Reputation: 154
I've created an xpath expression to target an element so that I can extract a certain information out of some html elements using xpath within scrapy. I can't reach it anyway.
Html elements:
<div class="rates">
<label>
Rates :
</label>
R 3500
<br class="hidden-md hidden-lg">
</div>
I wish to extract R 3500
out of it.
I've tried with:
from scrapy import Selector
html = """
<div class="rates">
<label>
Rates :
</label>
R 3500
<br class="hidden-md hidden-lg">
</div>
"""
sel = Selector(text=html)
rate = sel.xpath("//*[@class='rates']/label/following::*").get()
print(rate)
Upon running my above script this is what I'm getting <br class="hidden-md hidden-lg">
whereas I wish to get R 3500
.
I could have used .tail
if opted for lxml
. However, when I go for scrapy I don't find anything similar.
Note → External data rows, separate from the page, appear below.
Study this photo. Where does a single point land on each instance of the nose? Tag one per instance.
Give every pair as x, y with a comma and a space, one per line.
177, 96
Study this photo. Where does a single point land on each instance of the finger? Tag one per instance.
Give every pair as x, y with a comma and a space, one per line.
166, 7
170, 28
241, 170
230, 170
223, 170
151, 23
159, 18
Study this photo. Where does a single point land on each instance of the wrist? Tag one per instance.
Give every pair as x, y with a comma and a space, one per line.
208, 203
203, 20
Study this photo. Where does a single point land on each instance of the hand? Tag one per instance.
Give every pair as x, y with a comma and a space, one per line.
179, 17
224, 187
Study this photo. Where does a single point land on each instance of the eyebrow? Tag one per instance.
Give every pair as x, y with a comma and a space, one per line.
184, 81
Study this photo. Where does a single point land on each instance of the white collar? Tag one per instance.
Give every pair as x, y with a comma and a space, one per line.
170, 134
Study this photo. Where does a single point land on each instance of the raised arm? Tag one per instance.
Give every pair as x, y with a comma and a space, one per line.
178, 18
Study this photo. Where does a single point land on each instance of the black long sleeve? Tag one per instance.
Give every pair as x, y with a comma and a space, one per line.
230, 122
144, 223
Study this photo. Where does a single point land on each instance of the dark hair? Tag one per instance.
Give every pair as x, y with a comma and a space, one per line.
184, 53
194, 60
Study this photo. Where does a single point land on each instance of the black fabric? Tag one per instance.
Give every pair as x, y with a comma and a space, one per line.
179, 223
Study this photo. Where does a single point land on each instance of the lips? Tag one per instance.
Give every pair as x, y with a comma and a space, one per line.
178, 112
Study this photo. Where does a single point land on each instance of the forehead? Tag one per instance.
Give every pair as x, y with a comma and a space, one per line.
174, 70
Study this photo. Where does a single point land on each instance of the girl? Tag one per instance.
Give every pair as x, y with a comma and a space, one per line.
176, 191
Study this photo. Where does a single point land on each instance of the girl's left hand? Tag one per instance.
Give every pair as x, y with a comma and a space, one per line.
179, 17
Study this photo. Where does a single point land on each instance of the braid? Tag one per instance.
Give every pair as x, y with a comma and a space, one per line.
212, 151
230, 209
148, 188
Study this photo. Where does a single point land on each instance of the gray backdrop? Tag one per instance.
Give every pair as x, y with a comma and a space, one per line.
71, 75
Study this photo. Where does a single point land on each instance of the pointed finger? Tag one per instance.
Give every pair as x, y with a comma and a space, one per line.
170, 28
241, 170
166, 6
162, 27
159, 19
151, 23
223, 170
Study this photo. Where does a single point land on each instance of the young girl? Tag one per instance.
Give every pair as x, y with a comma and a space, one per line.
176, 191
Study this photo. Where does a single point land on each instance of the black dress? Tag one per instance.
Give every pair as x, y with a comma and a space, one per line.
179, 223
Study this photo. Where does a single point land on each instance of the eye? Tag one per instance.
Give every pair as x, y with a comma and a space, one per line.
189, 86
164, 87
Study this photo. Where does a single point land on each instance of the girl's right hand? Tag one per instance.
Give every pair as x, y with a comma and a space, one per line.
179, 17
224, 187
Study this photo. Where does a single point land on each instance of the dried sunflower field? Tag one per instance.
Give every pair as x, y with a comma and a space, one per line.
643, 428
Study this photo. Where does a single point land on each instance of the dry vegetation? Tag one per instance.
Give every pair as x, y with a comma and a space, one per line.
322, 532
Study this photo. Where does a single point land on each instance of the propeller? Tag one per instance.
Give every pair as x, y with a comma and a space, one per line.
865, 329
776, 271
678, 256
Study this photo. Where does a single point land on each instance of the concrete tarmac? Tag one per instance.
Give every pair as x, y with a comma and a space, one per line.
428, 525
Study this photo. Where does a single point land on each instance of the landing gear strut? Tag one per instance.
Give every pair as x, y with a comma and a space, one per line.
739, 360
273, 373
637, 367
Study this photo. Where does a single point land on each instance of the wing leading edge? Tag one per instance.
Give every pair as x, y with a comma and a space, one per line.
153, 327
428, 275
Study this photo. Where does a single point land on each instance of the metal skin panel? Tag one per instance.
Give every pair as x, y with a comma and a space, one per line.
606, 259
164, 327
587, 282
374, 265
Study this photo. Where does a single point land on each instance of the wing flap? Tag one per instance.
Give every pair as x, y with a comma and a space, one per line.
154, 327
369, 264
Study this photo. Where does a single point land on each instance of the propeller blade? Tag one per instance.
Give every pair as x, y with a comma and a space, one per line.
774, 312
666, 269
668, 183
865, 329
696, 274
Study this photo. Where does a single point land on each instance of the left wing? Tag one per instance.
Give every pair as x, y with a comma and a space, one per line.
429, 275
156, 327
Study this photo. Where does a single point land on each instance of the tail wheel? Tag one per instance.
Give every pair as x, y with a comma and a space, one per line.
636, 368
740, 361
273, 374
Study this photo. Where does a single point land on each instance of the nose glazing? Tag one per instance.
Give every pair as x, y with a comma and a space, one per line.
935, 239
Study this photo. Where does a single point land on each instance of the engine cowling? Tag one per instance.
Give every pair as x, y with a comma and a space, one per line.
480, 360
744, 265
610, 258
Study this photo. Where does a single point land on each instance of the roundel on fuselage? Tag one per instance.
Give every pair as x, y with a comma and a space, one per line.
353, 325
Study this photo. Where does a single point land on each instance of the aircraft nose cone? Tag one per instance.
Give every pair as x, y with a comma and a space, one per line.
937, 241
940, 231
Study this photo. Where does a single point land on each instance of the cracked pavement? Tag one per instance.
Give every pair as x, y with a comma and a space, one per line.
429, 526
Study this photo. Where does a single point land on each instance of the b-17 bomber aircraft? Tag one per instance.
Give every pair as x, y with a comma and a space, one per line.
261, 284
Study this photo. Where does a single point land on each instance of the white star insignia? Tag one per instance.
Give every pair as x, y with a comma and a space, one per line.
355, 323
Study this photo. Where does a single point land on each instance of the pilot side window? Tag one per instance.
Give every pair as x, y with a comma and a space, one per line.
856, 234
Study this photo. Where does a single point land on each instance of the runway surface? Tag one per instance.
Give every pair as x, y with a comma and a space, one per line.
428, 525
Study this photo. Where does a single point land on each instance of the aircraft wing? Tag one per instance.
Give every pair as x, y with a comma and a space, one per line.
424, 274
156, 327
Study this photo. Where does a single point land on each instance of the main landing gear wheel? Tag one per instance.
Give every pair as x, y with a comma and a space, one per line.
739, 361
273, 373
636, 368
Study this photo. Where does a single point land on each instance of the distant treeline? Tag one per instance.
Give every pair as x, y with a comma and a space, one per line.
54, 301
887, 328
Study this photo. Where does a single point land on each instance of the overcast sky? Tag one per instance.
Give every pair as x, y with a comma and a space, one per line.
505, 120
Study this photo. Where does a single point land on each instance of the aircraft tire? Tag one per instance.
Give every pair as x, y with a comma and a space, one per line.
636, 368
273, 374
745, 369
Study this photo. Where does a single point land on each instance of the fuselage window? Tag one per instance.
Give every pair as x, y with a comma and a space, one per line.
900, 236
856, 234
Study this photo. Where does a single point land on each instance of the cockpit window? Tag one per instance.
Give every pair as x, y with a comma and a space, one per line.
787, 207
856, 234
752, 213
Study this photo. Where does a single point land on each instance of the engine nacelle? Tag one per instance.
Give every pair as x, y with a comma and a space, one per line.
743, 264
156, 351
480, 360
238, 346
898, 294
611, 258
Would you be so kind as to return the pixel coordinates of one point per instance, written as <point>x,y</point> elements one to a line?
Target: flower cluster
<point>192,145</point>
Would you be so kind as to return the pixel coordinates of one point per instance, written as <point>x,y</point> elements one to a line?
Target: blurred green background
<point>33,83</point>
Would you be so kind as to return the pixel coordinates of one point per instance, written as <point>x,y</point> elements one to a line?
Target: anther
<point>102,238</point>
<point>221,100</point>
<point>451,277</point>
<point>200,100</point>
How can I extract that rate out of the html elements using xpath?
Upvotes: 2
Views: 173
Reputation: 22617
To complement the accepted answer, which is entirely correct, here is an explanation why
//*[@class='rates']/label/following::*
given the document
<div class="rates">
<label>
Rates :
</label>
R 3500
<br class="hidden-md hidden-lg">
</div>
does not return the text R 3500
: *
only selects element nodes that follow after label
elements, but not text nodes. Elements and text nodes are different concepts in the XPath document model. You can test this claim with a slightly different document:
<div class="rates">
<label>
Rates :
</label>
<any>R 3500</any>
<br class="hidden-md hidden-lg">
</div>
Which causes your code to return the any
element.
Both text()
(more specific) and node()
(more general) select this text node, and in this case both the following::
and following-sibling::
axes work.
Upvotes: 1
Reputation: 92854
To get a text node as a following-sibling
after the label
node:
...
sel = Selector(text=html)
rate = sel.xpath("//*[@class='rates']/label/following-sibling::text()").get().strip()
print(rate)
The output:
R 3500
Addition: "//*[@class='rates']/label/following::text()"
should also work.
https://www.w3.org/TR/1999/REC-xpath-19991116#axes
Upvotes: 3